2. If you have problems accessing the site using the Spider, try changing the "User agent identification" to Internet Explorer 6. Some sites vary their appearance based on the user's browser, and if the site does not recognize the user agent name, it may return incorrect pages or fail to respond.
Limiting the Spider
To limit the Spider to particular areas of the site, use the Filename Filters and Exclude Filters in the Update Index dialog box. A filter with a / will be matched against the complete URL, so a filter of */OnlyThisOne/* would limit the indexer to documents under the "OnlyThisOne" folder. The Spider will also obey any instructions in a robots.txt file on the web site or in a robots meta tag. For more information on robots.txt and robots meta tags, see http://www.robotstxt.org.

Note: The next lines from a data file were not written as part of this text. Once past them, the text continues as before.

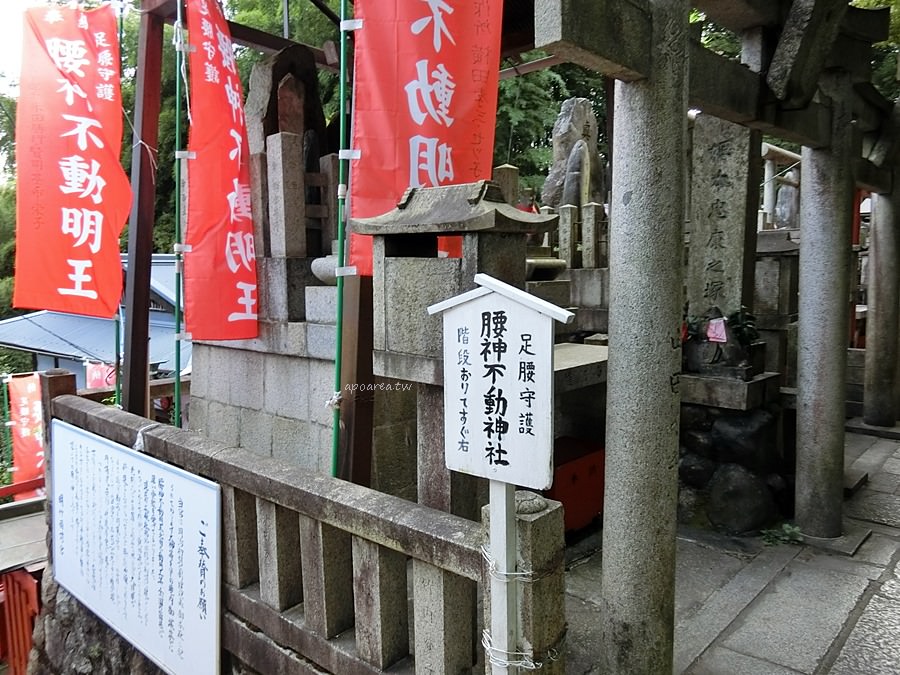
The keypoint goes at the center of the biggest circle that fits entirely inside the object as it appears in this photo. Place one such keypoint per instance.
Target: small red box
(578, 480)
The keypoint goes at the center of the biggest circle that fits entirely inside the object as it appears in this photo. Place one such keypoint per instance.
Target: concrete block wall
(269, 395)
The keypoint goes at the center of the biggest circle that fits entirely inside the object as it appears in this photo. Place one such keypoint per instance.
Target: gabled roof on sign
(487, 284)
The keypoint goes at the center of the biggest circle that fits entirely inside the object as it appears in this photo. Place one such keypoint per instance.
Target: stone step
(556, 292)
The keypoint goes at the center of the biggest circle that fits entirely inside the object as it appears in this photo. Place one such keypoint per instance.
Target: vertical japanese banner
(27, 418)
(99, 375)
(220, 266)
(424, 103)
(72, 196)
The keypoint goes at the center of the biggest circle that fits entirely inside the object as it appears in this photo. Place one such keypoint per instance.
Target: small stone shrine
(409, 276)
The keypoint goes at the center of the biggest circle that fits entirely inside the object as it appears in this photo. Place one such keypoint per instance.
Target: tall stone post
(826, 206)
(883, 315)
(646, 224)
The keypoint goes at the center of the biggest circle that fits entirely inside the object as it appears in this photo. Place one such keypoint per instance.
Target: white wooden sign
(137, 541)
(498, 383)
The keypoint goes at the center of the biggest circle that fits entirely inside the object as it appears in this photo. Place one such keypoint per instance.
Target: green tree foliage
(884, 61)
(527, 107)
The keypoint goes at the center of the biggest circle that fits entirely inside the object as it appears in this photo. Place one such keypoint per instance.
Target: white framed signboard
(138, 542)
(498, 384)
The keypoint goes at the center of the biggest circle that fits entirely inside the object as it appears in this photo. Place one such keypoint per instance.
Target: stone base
(721, 392)
(590, 287)
(854, 480)
(594, 320)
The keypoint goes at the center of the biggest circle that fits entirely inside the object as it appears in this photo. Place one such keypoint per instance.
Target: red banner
(72, 194)
(220, 267)
(425, 100)
(99, 375)
(27, 417)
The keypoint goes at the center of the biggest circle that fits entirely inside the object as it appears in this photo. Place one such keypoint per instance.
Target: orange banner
(220, 267)
(72, 195)
(424, 103)
(27, 417)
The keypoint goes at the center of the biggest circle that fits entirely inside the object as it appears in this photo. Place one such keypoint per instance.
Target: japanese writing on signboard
(221, 300)
(138, 542)
(498, 400)
(425, 98)
(26, 416)
(73, 196)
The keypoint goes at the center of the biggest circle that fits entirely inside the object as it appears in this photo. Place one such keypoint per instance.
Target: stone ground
(746, 608)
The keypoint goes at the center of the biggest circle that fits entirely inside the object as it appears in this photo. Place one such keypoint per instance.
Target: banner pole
(342, 196)
(6, 456)
(118, 360)
(179, 259)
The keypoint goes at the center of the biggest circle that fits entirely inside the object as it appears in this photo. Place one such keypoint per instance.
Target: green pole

Starting page for web site
This is the first page dtSearch will request from the site to start the
crawl. Usually
this will be the home page of the web site.
Crawl depth
The crawl depth is number of levels into the web site dtSearch will reach
when looking for pages. When dtSearch indexes a web site, it starts
from the page you specify, indexes that page, and then looks for links
from that page to other pages on the site. For each of those pages,
it looks for links to still more pages. With a crawl depth of zero,
dtSearch would index only the starting page. With a crawl
depth of 1, dtSearch would index only pages that are directly linked to
the starting page.
Authentication settings
and Passwords...
If the site requires authentication, click Passwords...

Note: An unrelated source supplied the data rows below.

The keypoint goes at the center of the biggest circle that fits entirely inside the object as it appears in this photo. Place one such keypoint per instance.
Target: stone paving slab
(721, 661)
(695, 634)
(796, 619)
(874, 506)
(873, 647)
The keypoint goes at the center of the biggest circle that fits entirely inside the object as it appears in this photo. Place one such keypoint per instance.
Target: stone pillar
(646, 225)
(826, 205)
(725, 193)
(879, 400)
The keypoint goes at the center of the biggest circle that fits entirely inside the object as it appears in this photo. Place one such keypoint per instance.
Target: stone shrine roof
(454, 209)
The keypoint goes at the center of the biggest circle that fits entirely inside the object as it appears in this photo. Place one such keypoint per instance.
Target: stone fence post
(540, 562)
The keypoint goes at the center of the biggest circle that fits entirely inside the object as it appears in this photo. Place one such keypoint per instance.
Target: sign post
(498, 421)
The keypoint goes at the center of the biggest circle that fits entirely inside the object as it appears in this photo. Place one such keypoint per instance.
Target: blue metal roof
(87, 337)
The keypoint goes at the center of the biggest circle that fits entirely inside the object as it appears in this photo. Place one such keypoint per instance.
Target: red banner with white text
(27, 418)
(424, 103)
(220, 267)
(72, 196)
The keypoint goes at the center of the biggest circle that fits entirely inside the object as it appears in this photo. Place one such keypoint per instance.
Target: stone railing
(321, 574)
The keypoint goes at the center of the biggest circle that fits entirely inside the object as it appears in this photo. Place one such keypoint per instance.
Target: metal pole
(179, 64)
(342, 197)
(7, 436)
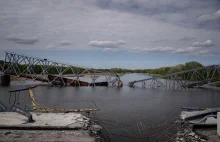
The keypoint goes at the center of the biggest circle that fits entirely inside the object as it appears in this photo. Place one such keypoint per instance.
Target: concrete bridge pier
(5, 80)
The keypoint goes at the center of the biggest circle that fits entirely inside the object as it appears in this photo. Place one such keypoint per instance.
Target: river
(125, 106)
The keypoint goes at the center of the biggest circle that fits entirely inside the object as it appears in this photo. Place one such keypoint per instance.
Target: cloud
(203, 53)
(186, 50)
(21, 40)
(65, 43)
(207, 43)
(187, 38)
(210, 17)
(193, 51)
(178, 12)
(106, 44)
(159, 49)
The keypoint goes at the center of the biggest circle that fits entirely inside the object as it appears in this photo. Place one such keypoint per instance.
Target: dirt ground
(42, 135)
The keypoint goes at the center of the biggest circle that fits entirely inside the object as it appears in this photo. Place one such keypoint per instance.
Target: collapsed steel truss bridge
(25, 66)
(185, 79)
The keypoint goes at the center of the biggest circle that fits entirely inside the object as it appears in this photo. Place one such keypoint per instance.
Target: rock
(191, 134)
(96, 129)
(7, 133)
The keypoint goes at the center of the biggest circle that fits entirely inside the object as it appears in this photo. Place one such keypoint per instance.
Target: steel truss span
(54, 72)
(185, 79)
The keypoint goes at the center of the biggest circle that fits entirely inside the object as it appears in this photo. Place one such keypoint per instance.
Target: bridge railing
(39, 69)
(183, 79)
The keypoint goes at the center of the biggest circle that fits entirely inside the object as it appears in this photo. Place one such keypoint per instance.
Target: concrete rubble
(48, 127)
(188, 134)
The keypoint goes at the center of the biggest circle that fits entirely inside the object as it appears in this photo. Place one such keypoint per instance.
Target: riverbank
(48, 127)
(189, 133)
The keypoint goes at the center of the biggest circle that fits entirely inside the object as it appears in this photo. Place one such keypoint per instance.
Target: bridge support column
(5, 80)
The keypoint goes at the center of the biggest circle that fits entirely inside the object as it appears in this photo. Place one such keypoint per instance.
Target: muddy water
(125, 106)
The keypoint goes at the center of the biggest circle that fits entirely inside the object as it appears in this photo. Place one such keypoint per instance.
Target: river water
(121, 108)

to set up a username and password.
Allow Spider to access servers other than
the starting server
By default, the Spider will not follow links to servers other than the
starting server. For
example, if the start page for the crawl is www.dtsearch.com, the Spider
will not follow links to support.dtsearch.com. To
enable the Spider to follow links to other servers, check this box and
list the other servers to include. You
can use wildcards to specify the server names to match. For
example, *.dtsearch.com would match www.dtsearch.com, support.dtsearch.com,
and download.dtsearch.com.
Stop crawl after __ files
Use this setting to limit the number of pages the Spider should index on
this web site.
Stop crawl after __ minutes
Use this setting to limit the amount of time the Spider will spend crawling
pages on this web site.
Skip files larger than __ kilobytes
Use this setting to limit the maximum size of files that the Spider will
attempt to access.
Time to pause between page downloads
Requiring the Spider to pause between page downloads can reduce the effect
of indexing on the web server.
User agent identification
Some web sites behave differently depending on the web browser being used
to access them. For
these sites, you can use the User agent
identification to specify a user agent name (for example,
Internet Explorer 6) for the Spider to use, so the Spider will index the
same view of the web site that users see with a web browser.